Application Cluster for checkmk itself

I was surprised not to discover any application based checkmk solution how to setup a cluster. IMHO this should be available for a product with a business critical approach. So I don’t want to monitor a cluster. I would like to be a cluster “myself”

We currently do have the following setup:
Here we are happy:
Managemgent server that just syncs config changes to the distributed boxes. Here we can afford downtime.
Frontend servers for the end users. These boxes just do a livestatus connection. Besides notifications and reports they are redundant. Here we are also ok.

Here we are unhappy:
With our distributed monitoring. In case of downtime we loose at lease performance data (when we retrieve an older backup). However and even worse is that during rebuild of these machines - might take up to an hour - even though it is up to 95% automated - the checks are simply unavailable.
Now we would like to have a solution on the application layer that helps us to use two checkmk instances with different IPs and without any DNS switch.
We simply would like to sync these “backend” instances and use them in parallel that there is no downtime for the user. Like we are able to do it with frontend systems.

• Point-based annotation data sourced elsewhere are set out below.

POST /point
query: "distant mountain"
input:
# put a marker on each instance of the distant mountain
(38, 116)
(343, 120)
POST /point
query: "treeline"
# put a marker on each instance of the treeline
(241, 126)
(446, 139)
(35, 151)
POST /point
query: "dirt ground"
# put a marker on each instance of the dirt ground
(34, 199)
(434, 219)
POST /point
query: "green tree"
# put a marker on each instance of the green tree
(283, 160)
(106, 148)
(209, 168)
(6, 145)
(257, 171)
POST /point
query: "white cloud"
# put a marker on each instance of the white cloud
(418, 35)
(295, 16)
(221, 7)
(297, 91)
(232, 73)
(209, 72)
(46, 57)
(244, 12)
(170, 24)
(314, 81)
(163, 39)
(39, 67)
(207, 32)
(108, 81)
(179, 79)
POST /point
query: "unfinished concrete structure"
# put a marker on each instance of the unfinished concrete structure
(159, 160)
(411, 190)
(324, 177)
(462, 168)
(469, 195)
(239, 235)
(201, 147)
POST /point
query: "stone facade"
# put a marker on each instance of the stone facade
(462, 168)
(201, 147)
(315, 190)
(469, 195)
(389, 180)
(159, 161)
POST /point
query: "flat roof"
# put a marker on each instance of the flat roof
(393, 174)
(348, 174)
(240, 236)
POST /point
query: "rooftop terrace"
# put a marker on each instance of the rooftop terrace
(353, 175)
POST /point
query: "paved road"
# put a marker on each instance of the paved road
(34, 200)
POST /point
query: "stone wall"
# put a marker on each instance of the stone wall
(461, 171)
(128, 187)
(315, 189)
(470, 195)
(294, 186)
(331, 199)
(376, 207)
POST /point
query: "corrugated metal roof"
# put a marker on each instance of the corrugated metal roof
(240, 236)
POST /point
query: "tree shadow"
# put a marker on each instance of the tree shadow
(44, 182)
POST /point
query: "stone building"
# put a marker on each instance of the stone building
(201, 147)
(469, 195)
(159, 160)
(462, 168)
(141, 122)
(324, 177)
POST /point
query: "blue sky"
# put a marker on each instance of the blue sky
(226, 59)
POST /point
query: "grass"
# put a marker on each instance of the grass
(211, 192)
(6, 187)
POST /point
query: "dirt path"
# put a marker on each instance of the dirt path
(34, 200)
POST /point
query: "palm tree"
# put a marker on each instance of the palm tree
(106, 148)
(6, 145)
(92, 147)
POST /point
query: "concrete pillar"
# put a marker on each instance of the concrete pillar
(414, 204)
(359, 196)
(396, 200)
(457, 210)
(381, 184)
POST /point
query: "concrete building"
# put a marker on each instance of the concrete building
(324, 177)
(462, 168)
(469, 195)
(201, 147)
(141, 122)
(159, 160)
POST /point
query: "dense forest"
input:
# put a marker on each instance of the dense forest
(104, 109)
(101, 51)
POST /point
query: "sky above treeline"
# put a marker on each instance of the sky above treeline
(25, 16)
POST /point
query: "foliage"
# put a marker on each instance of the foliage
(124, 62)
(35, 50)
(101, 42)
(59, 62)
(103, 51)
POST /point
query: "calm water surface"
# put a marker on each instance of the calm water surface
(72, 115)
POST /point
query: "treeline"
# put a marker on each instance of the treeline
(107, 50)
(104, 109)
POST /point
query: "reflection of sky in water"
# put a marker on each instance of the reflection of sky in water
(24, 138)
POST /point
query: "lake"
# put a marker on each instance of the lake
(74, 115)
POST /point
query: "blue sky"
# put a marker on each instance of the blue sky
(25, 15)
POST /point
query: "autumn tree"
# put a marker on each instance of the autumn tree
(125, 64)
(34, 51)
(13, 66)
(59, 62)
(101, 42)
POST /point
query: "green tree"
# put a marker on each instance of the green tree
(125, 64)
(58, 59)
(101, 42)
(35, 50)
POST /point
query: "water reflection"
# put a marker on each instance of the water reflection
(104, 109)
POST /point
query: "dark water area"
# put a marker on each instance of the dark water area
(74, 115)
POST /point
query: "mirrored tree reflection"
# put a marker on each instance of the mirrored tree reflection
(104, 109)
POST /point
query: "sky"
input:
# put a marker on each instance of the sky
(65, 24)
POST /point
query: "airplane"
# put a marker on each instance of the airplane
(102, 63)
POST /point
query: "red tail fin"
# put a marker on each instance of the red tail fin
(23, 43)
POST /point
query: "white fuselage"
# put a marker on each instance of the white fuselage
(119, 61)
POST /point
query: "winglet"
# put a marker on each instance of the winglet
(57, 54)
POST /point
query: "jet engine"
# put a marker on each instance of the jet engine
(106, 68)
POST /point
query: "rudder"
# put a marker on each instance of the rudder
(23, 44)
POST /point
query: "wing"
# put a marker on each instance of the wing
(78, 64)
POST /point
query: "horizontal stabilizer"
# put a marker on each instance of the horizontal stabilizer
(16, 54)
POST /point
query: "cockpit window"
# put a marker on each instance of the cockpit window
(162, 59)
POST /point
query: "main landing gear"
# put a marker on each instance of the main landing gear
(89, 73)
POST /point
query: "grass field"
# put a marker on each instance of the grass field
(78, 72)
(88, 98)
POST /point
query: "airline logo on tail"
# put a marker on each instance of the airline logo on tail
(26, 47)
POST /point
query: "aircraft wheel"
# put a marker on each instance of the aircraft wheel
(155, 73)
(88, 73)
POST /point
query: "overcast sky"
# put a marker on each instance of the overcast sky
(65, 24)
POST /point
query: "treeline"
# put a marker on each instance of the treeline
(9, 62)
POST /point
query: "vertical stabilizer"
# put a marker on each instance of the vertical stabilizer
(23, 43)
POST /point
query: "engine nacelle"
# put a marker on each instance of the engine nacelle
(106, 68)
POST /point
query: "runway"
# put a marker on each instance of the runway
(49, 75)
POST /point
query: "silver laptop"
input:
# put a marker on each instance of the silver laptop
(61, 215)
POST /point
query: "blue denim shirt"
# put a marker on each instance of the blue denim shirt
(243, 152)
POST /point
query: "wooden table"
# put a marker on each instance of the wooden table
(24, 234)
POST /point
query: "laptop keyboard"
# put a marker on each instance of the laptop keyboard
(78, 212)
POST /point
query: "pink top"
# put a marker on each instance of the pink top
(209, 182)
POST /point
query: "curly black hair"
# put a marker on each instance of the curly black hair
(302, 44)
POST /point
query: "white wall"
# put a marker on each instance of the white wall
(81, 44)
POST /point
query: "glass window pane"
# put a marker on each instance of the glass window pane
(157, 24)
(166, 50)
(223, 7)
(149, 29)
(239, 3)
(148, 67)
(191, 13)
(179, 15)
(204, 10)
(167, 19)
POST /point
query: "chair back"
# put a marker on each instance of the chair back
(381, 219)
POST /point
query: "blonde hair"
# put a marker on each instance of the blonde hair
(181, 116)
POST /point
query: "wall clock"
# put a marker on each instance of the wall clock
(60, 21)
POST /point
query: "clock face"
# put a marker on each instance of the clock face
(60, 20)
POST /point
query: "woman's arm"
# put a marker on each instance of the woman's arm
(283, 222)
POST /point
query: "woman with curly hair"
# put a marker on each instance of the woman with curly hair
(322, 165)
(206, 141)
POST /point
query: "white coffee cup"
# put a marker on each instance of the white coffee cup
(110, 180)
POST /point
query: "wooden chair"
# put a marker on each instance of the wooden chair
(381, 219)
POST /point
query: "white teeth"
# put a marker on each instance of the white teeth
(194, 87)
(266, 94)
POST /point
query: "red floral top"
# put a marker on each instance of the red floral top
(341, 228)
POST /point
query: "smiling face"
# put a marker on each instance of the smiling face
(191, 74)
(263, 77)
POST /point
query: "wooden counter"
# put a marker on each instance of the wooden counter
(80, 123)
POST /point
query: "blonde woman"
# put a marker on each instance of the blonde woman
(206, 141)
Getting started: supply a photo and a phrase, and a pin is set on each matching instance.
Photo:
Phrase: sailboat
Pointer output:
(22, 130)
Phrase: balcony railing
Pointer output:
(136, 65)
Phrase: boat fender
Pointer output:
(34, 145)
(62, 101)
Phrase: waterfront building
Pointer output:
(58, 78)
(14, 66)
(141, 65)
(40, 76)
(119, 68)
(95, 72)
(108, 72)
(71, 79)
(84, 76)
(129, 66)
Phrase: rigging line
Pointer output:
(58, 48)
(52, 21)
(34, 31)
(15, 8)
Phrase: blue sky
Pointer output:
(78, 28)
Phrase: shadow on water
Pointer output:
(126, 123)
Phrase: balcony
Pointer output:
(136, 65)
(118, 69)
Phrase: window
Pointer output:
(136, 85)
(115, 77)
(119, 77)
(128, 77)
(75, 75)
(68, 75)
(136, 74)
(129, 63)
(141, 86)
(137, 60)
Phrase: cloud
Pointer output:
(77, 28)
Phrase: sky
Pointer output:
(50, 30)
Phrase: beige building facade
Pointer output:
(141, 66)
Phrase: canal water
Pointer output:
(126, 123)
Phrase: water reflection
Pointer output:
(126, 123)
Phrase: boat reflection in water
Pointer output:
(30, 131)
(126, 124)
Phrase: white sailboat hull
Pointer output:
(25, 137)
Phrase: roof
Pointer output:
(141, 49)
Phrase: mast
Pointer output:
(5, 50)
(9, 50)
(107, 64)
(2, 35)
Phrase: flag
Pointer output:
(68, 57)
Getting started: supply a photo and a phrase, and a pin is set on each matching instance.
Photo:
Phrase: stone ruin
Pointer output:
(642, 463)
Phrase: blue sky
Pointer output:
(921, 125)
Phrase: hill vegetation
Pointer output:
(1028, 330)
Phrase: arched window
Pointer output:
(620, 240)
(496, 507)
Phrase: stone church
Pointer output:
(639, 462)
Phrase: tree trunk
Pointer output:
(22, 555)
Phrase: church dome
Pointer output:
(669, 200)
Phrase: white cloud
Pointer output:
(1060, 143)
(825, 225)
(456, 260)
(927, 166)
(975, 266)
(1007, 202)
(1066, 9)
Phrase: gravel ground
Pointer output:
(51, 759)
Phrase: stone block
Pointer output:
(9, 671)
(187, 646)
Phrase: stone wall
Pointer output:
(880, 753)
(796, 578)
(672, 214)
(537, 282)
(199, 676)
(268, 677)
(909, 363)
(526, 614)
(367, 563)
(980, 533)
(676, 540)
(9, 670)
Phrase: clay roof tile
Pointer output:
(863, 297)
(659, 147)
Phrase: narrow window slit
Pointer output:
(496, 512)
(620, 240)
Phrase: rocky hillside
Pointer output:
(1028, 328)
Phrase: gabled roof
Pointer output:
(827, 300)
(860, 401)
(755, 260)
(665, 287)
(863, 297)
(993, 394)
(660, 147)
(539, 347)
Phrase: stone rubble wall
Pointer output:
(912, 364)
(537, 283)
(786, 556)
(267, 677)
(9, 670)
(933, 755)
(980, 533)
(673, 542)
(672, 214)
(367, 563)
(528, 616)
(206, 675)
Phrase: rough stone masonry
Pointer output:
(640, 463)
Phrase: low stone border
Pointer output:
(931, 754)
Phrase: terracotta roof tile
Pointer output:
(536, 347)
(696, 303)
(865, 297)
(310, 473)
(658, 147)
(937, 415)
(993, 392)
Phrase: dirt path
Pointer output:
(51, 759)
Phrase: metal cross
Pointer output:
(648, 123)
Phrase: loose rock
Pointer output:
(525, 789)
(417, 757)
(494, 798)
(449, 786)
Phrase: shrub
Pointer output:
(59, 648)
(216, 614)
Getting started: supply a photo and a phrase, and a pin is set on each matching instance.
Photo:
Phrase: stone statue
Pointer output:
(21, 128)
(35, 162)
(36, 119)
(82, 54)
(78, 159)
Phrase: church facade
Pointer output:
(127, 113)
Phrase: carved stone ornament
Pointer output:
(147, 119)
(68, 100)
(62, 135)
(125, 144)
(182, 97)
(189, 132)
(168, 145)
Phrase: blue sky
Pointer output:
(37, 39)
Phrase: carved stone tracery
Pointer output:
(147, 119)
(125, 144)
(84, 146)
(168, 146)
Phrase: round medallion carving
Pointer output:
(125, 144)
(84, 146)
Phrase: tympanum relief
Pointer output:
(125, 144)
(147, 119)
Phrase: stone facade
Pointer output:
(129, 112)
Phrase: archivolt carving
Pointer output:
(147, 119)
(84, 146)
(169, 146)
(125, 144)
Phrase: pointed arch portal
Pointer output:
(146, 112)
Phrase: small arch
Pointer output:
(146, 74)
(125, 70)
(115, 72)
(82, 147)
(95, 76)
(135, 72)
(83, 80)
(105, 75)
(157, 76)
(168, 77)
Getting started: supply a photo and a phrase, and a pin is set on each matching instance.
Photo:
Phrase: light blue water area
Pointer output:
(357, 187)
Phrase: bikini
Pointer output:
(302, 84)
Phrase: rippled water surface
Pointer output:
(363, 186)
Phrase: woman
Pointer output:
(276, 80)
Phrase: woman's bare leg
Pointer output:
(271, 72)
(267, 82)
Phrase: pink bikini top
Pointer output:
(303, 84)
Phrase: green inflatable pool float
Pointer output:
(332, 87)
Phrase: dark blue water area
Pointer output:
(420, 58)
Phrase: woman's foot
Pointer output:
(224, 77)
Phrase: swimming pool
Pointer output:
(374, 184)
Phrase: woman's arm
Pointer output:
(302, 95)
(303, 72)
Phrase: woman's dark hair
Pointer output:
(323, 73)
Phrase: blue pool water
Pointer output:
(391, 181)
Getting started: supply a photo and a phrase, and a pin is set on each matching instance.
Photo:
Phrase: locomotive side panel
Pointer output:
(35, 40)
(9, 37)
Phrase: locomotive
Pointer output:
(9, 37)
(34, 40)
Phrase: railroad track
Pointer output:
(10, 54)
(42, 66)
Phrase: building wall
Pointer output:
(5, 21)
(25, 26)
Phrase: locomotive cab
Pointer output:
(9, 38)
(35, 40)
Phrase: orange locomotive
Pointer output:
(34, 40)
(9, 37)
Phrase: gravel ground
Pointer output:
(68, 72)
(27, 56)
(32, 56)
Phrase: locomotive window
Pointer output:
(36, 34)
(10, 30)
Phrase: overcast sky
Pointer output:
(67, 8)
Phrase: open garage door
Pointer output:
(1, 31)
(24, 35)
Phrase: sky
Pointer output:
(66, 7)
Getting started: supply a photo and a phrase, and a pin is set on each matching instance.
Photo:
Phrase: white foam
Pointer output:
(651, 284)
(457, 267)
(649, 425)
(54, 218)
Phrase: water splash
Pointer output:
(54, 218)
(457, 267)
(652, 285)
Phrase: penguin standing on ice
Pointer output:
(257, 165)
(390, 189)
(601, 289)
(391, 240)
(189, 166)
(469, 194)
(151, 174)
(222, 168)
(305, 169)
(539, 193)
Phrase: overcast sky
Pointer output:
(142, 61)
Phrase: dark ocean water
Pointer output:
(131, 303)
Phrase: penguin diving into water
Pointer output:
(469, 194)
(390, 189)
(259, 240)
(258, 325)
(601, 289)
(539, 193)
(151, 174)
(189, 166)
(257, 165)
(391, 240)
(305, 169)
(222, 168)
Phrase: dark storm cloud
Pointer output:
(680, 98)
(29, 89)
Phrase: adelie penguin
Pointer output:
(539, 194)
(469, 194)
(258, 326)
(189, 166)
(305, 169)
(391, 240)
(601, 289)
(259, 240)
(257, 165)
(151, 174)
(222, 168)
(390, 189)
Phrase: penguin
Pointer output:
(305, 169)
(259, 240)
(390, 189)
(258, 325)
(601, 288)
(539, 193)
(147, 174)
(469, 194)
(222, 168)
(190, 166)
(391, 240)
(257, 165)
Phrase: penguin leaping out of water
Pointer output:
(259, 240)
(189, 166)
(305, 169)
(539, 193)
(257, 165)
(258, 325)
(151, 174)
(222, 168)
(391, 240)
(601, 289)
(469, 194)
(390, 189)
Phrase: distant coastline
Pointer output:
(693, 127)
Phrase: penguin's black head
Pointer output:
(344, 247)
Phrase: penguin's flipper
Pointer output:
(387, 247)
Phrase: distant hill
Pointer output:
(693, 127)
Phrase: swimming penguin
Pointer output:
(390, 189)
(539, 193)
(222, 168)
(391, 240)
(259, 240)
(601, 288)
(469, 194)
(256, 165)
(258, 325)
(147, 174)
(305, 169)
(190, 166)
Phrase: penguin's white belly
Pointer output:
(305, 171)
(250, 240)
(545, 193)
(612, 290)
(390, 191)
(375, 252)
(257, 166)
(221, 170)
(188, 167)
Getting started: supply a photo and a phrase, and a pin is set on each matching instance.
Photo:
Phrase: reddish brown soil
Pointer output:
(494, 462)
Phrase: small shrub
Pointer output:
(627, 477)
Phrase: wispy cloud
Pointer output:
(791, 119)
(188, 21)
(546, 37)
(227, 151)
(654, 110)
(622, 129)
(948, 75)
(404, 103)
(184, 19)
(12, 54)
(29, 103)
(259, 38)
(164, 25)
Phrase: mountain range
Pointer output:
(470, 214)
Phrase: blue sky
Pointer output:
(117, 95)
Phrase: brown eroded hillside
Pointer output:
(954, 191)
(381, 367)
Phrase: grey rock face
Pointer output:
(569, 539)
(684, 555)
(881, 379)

So we simply would like to do the following: if distributed istance1 is gone just use distributed instance2.

I know about corosync and drbd. These were all cool tools in the past but in my case I don’t want to use them any longer.

May have a look at the checkmk appliance. It also use corosync and drbd but you dont need to care. All is configured in a nice web gui.

regards

Michael

2 Likes

The price for the (virtual) appliance is quite low when comparing that to the time needed to get a corosync drbd cluster running by yourself.

Best way for us would be to run it in an openshift env.

I know there is a docker image however just one instance makes the whole env less available.

For the distributed sites, you could run them as pods in a Kubernetes environment. Expose them via an ingress (or route in OC) and use a persistent volume for config&data storage.
Then you don’t have to worry about different IPs as the ingress + service inside Kubernetes will always direct to the correct pod. There will be a downtime as during an update / restart not both pods can be running at the same time and accessing (or rather writing to) the volume.